Les jeunes influenceurs quechua présents sur les réseaux sociaux sont de jeunes modèles de cette nouvelle conscience ethnique : Renata Flores et Liberato Kani, par exemple, produisent de la musique en quechua et en espagnol, reprenant des éléments culturels de la région andine, comme la danse des ciseaux de Ayacucho dans le titre de Liberato « Kaykunapi ». Soledad Secca est mieux connue sous son nom d’animal quechua « Solischa ». Elle partage des vidéos de la vie dans les Andes, de l’agitation des marchés et des fêtes traditionnelles.

Le nouveau tournant vers les racines andines est également évident dans l’activisme linguistique des jeunes des villes. Le collectif Quechua para todos (Quechua pour tous) de Lima propose depuis dix ans des cours de quechua gratuits et avec une demande croissante. Celles-ci sont principalement fréquentées par des membres de la classe moyenne urbaine émergente, qui parlent souvent aussi bien l’anglais que l’espagnol et souhaitent apprendre le quechua pour renouer avec leurs origines andines.

Le quechua a attiré au moins un peu plus d’attention à la télévision grand public ces dernières années. Le programme d’information Ñuqanchik (Nous) est diffusé deux fois par jour sur TV Perú depuis 2016. Et le quiz télévisé Pukllaspa yachay (Apprendre en jouant) est organisé depuis 2021, dans lequel les participants s’affrontent pour tester leurs connaissances quechua. Même si la communication du spectacle est en espagnol, elle représente une amélioration massive de la langue quechua, car les compétences des locuteurs quechua sont ici célébrées comme des connaissances précieuses.

Dans les écoles, l’importance des modèles positifs pour les jeunes locuteurs est particulièrement évidente. Mary Loayza a observé cela avec les enfants d’âge préscolaire : « Même dans les groupes où les enfants avaient initialement honte de parler quechua, ils l’utilisent maintenant tout naturellement. Au début, quand je saluais les enfants, ils répondaient tous en espagnol ou ils riaient et demandaient. eux-mêmes : Que dit le professeur ? Maintenant, ils répondent en quechua et parlent aussi quechua entre eux.

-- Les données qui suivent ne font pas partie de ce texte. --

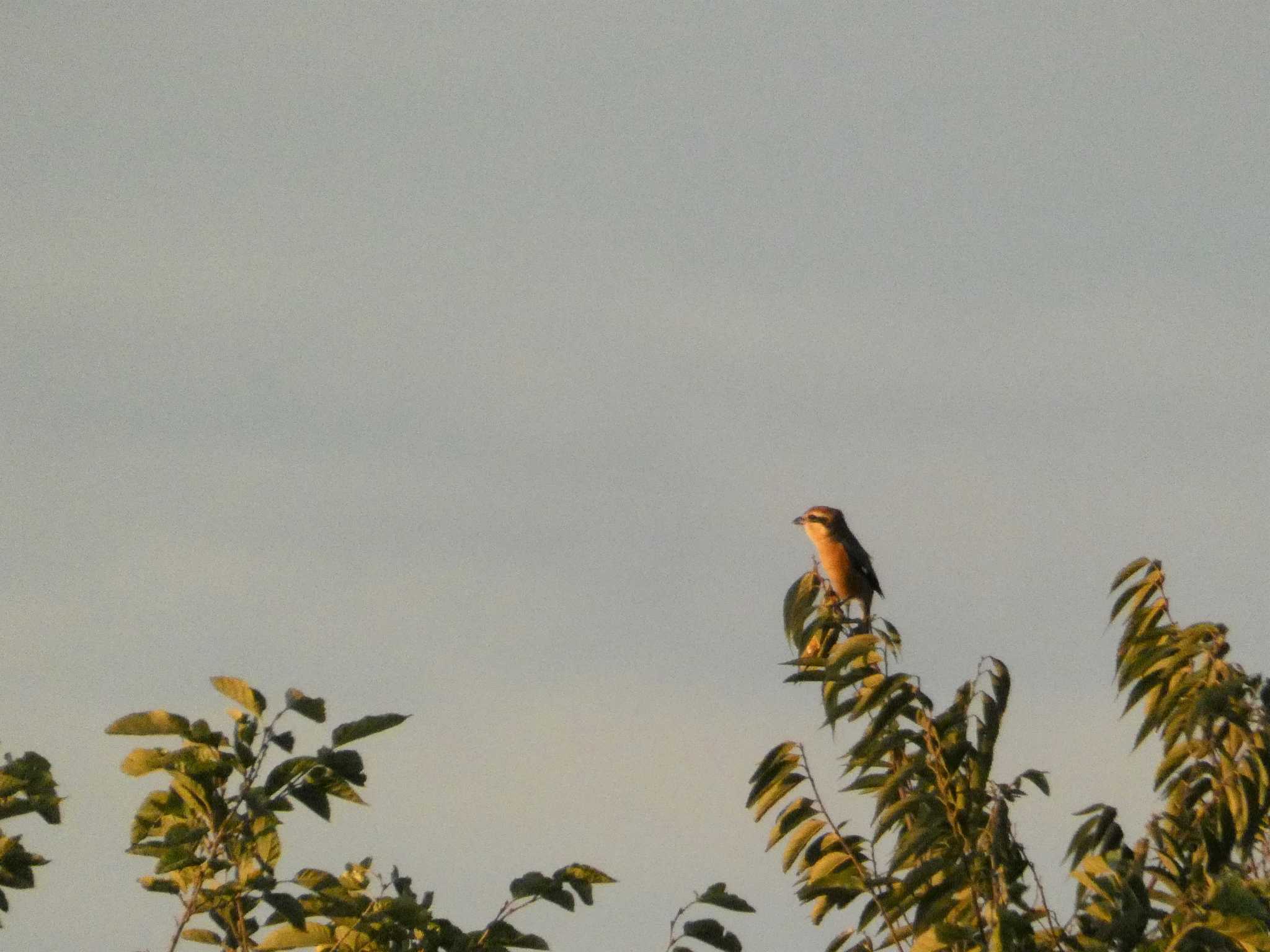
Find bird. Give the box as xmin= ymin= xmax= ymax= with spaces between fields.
xmin=794 ymin=505 xmax=882 ymax=619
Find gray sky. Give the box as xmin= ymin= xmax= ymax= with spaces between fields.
xmin=0 ymin=2 xmax=1270 ymax=952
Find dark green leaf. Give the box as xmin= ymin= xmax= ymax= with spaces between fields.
xmin=683 ymin=919 xmax=740 ymax=952
xmin=291 ymin=783 xmax=330 ymax=820
xmin=697 ymin=882 xmax=755 ymax=913
xmin=263 ymin=892 xmax=305 ymax=930
xmin=330 ymin=713 xmax=411 ymax=747
xmin=287 ymin=688 xmax=326 ymax=723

Pour Víctor Chahuayo, la clé est que les étudiants apprennent à connaître les traditions locales et le savoir des aînés. En 2022, lui et son ancienne promotion ont remporté trois prix de bonne pratique au sein de la BEI après avoir documenté les soi-disant branlettes. « Les wankas sont des chansons en quechua qui sont chantées lors des semailles du maïs. Jusqu’à présent, elles n’étaient transmises que oralement des mères et des grands-mères aux enfants. Mais les étudiants avaient honte et avaient peur de la discrimination et des préjugés, alors ils ne voulaient pas de ces chansons. apprendre encore plus. »

Víctor rapporte qu’il a alors eu l’idée d’interroger les sabias (les sages) avec ses étudiants. Le projet s’est terminé par une grande fête des semailles de maïs entre étudiants et villageois, qui a même été retransmise à la télévision. Les filles, les mères et les grands-mères ont interprété les branlettes ensemble, certaines avec et d’autres sans le recueil de chansons que les élèves avaient préparé.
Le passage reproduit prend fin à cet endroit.